Wilderness, Morality, and Value

Wilderness Morality And Value

Joshua Duclos, Wilderness, Morality, and Value, Lexington Books, 2022, 162pp., $95.00 (hbk), ISBN 9781666901368.

Reviewed by Kyle Johannsen, Trent University

2022.12.5


Joshua Duclos’s clearly-written, well-argued book Wilderness, Morality, and Value (henceforth referred to as WMV) analyzes the incredibly important and, until recently, almost entirely neglected problem of wild animal suffering. Though it is the second traditionally-published moral philosophy book on this subject, and though a third such book is currently forthcoming, WMV is unique. Unlike my 2021 book Wild Animal Ethics, and unlike Catia Faria’s soon-to-be-released (Dec 2022) book Animal Ethics in the Wild (which I had the pleasure of reviewing for Cambridge UP), Duclos’s book is specifically about the relationship between the value of wild animals’ welfare and the value of wilderness. By focusing his book in this way, Duclos accomplishes two goals. First, he provides an account of wilderness’s value that doesn’t rely either on rosy assumptions about wild animals’ welfare levels, or on pessimistic assumptions about the effects of beneficent intervention. Second, he sheds light on some important grounds underlying one of the main intuitions against intervening to help wild animals—namely, the intuition that we should leave natural areas (wilderness areas) as they are.

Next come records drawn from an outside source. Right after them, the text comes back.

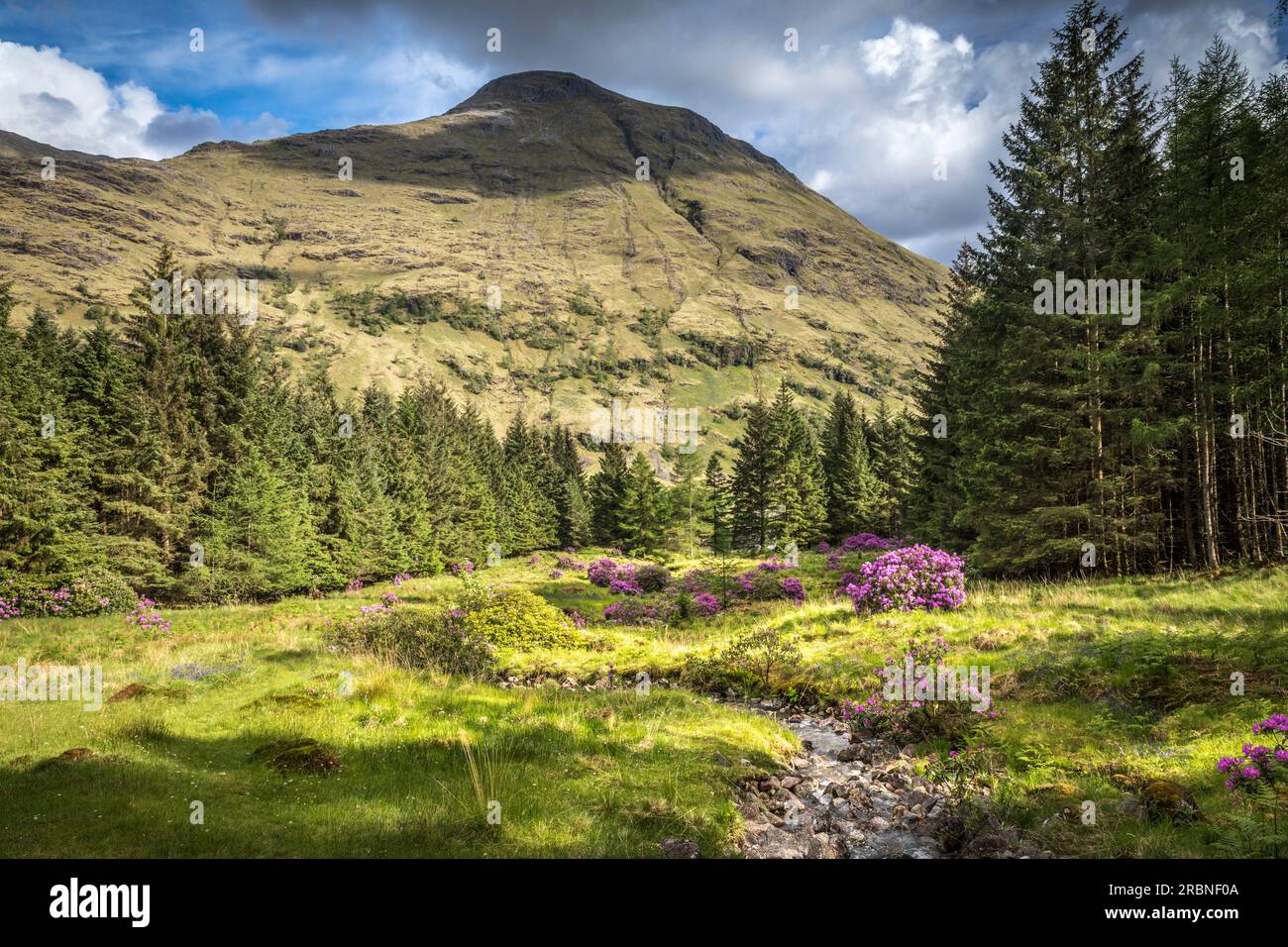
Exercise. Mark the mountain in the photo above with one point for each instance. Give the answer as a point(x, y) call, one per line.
point(661, 291)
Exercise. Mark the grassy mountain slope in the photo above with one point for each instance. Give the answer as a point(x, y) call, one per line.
point(661, 291)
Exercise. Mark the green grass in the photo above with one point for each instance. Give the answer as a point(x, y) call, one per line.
point(1104, 685)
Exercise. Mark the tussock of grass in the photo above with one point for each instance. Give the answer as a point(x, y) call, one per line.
point(1106, 686)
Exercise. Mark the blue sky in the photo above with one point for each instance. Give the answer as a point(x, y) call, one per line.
point(875, 95)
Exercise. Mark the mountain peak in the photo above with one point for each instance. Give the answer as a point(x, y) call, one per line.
point(537, 85)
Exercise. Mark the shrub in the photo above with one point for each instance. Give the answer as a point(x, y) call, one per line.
point(601, 573)
point(511, 617)
point(910, 707)
point(146, 617)
point(754, 660)
point(910, 579)
point(635, 611)
point(793, 589)
point(706, 604)
point(97, 592)
point(415, 638)
point(652, 578)
point(868, 543)
point(1258, 775)
point(767, 585)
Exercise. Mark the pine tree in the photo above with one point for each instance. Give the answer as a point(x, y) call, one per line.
point(720, 539)
point(853, 493)
point(642, 518)
point(752, 487)
point(606, 488)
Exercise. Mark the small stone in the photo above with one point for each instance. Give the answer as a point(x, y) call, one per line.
point(681, 848)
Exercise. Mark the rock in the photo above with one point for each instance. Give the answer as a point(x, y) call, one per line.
point(681, 848)
point(824, 847)
point(299, 757)
point(128, 692)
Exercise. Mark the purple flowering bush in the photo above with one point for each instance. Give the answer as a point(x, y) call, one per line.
point(913, 711)
point(868, 543)
point(601, 573)
point(910, 579)
point(764, 583)
point(1258, 775)
point(147, 617)
point(625, 586)
point(97, 592)
point(1260, 764)
point(706, 604)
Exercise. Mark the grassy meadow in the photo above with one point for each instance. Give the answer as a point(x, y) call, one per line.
point(1103, 685)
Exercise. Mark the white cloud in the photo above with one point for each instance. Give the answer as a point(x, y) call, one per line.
point(51, 99)
point(867, 123)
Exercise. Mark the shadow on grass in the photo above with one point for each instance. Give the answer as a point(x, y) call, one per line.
point(609, 789)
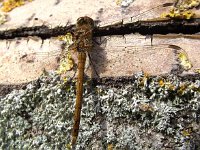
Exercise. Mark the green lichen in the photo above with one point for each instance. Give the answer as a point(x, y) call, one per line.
point(149, 113)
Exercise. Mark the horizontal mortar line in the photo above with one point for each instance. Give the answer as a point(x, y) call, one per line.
point(149, 27)
point(111, 81)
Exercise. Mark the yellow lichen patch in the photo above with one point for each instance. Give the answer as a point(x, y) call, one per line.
point(9, 5)
point(181, 89)
point(146, 107)
point(188, 4)
point(68, 147)
point(197, 71)
point(182, 10)
point(184, 61)
point(118, 2)
point(161, 83)
point(110, 146)
point(143, 81)
point(187, 131)
point(3, 18)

WMV is in some respects a defence of wilderness and in other respects a critique of it. On the one hand, Duclos argues that there’s nothing wrong with the concept of wilderness. In Chapter 1, he notes, among other things, that it’s appropriate to refer to some areas as ‘wilderness’ even if it’s true that hardly anywhere on Earth is entirely unaffected by human behavior. The naturalness of different areas admits of degrees, so all that must be true of a tract of land for it to be appropriately called ‘wilderness’ is that it be significantly more natural than areas we don’t refer to as ‘wilderness’, such as cities (4-6).

On the other hand, Duclos is critical of the idea that wilderness possesses non-anthropocentric value (value that doesn’t come from humans). Though environmentalists commonly argue that wilderness is valuable because wild animals have an interest in it—that is, that it’s valuable at least in part because it provides a habitat for wild animals, Duclos points to a number of difficulties with this claim. First, the wild animals who live in wilderness typically have extremely difficult lives. In fact, due to the prevalence of reproductive strategies whereby parents produce large numbers of offspring but devote little energy to each individual offspring, most individual wild animals don’t survive long. The vast majority of sentient individuals die early in life from painful natural causes such as starvation, predation, disease, exposure, injury, etc. (32). Second, though it seems fair to say that destroying their habitat damages the interests of wild animals, habitat destruction is merely a paradigmatic case of wilderness reduction. Since human interventions of any sort reduce wilderness’s naturalness (and thus reduce wilderness), including interventions designed to aid wild animals, it isn’t true that reducing wilderness is necessarily contrary to wild animals’ interests (35-36). Indeed, some interventions, if researched sufficiently and conducted with an appropriate amount of care, promise to considerably improve wild animals’ lives. Possibilities that Duclos suggests may be worthy of research include interventions that aim to reduce predation and to control wild animal populations in a more humane manner (33). In light of the scope and severity of wild animal suffering, Duclos argues that wilderness in and of itself—what he calls wilderness as wilderness—does not derive any non-anthropocentric value from the well-being of wild animals. 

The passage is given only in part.